Copestick Murray: sales rise, but Brexit bites
UK drinks producer and distributor Copestick Murray felt the Brexit exchange rate bite last year, despite seeing sales grow by around 20%.
According to records filed at Companies House, the company saw turnover rise 20% in the 12 months to 31 December to £36.5 million, but the Brexit effect on exchange rates and the resulting losses were a “dominating factor” in the fall of profits.
Overall profit for the year fell “significantly” by around 58% to £283.4k, down from £678.9k in 2015, the figures revealed, with operating profit recorded at £517.7k, down from £882.6k in 2015 . However the company argued that at a comparable operating level (ie without the effect of the volatile exchange rate) operating profit was up 15% to £851,000, but it was non-operating exchange losses on long term loans and new hedging contracts taken out shortly before the end year that had hit this figures, after resulting in charges of over £450k. Overall exchange losses in the year amounted to £249k, it said, down from a £131k gain last year,
Managing director Robin Copestick told db that despite the unfavourable exchange rates and one-off exceptional items reducing net profit, he was happy with our 2016 results, saying 2016 was a great year for the company in terms of overall sale and brand building, particularly for its flagship brands, I heart and Prosecco brand, Mionetto.
“I heart grew to nearly 10 million bottles around the world at a growth rate of 23% and looks set for 14 million bottles in 2017. Mionetto also showed impressive growth of 47% compared to 2015 and is well on the way to be the number one premium Prosecco in the UK,” he said.
“The company also expanded its workforce by 25% as it planned for continued growth in 2017 and beyond. I am pleased to say that this growth is being realised as we look forward to a very strong 2017 performance.”
Tight margins across the on- and off-trade also contributed to gross margin falling by 1 percentage point to 8.6%.

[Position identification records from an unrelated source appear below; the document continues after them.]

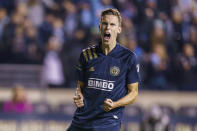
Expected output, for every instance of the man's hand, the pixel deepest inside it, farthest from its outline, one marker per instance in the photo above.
(108, 105)
(78, 99)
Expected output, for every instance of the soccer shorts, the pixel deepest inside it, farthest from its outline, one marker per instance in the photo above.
(112, 128)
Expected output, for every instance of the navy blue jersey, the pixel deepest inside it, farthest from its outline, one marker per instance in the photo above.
(105, 76)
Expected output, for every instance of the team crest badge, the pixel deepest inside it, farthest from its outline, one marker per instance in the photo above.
(114, 71)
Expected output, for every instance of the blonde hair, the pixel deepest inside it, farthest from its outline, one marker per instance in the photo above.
(114, 12)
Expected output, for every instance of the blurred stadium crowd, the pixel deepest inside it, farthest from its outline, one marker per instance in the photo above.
(163, 34)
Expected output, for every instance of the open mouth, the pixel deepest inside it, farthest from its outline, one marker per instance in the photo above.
(107, 36)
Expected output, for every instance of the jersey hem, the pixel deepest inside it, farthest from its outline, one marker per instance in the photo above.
(88, 127)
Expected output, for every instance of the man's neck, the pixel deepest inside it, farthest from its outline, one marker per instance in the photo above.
(108, 48)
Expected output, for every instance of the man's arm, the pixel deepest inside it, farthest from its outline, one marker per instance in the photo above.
(78, 98)
(126, 100)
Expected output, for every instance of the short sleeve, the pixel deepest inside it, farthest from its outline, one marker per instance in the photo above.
(80, 68)
(133, 70)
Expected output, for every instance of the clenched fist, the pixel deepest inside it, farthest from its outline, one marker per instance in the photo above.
(108, 105)
(78, 99)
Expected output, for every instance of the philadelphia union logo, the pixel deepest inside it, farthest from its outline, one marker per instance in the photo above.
(114, 71)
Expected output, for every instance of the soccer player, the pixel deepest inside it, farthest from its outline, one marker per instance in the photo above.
(108, 80)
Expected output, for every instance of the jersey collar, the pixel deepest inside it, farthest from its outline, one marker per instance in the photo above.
(112, 52)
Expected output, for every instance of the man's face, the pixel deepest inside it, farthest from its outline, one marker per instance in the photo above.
(109, 28)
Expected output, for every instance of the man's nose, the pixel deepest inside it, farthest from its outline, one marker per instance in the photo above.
(108, 26)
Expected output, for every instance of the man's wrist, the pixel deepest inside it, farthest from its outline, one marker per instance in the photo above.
(115, 104)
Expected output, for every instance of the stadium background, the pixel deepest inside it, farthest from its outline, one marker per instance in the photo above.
(40, 42)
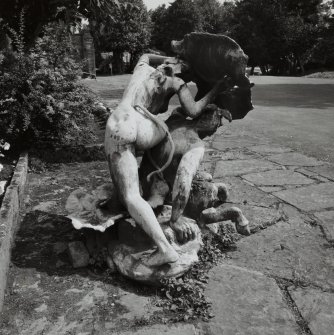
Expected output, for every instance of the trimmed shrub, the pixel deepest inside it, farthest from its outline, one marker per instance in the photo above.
(41, 98)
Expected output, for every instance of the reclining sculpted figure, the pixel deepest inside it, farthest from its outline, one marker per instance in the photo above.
(132, 126)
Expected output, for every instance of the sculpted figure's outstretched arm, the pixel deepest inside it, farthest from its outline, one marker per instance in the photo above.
(153, 60)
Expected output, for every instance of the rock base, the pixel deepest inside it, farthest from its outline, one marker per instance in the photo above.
(130, 260)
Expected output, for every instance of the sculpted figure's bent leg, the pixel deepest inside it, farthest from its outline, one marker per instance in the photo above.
(181, 190)
(124, 173)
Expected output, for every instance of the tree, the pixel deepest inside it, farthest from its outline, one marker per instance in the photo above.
(40, 12)
(277, 32)
(126, 28)
(323, 51)
(172, 23)
(215, 17)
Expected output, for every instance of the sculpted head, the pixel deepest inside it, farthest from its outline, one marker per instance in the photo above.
(237, 100)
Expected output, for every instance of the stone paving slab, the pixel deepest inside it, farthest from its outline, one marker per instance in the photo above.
(294, 158)
(309, 198)
(180, 329)
(260, 217)
(271, 189)
(293, 250)
(268, 149)
(241, 167)
(316, 308)
(241, 192)
(325, 171)
(230, 154)
(327, 220)
(278, 178)
(247, 302)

In May, Copestick told db the company was planning to launch a range of entry-level £5 generic red and white ‘house’ blends to the flagship I heart wine brand to mitigate the effect of price hikes on varietal European wines caused by the late Spring frosts, adding that the price of bulk wine was already beginning to harden due to decreasing availability of juice. At the time, the brand also launched three premium regional-led skus under the brand, the first time it had added region specific wines to the previously varietal-led range.
The producer has been fully owned by German group Henkell since May 2016, and the UK distributor has been a springboard for a selection of new products launching into the UK market, including one of Germany’s biggest pilsner brands, Radeburger and Prosecco brand Mionetto.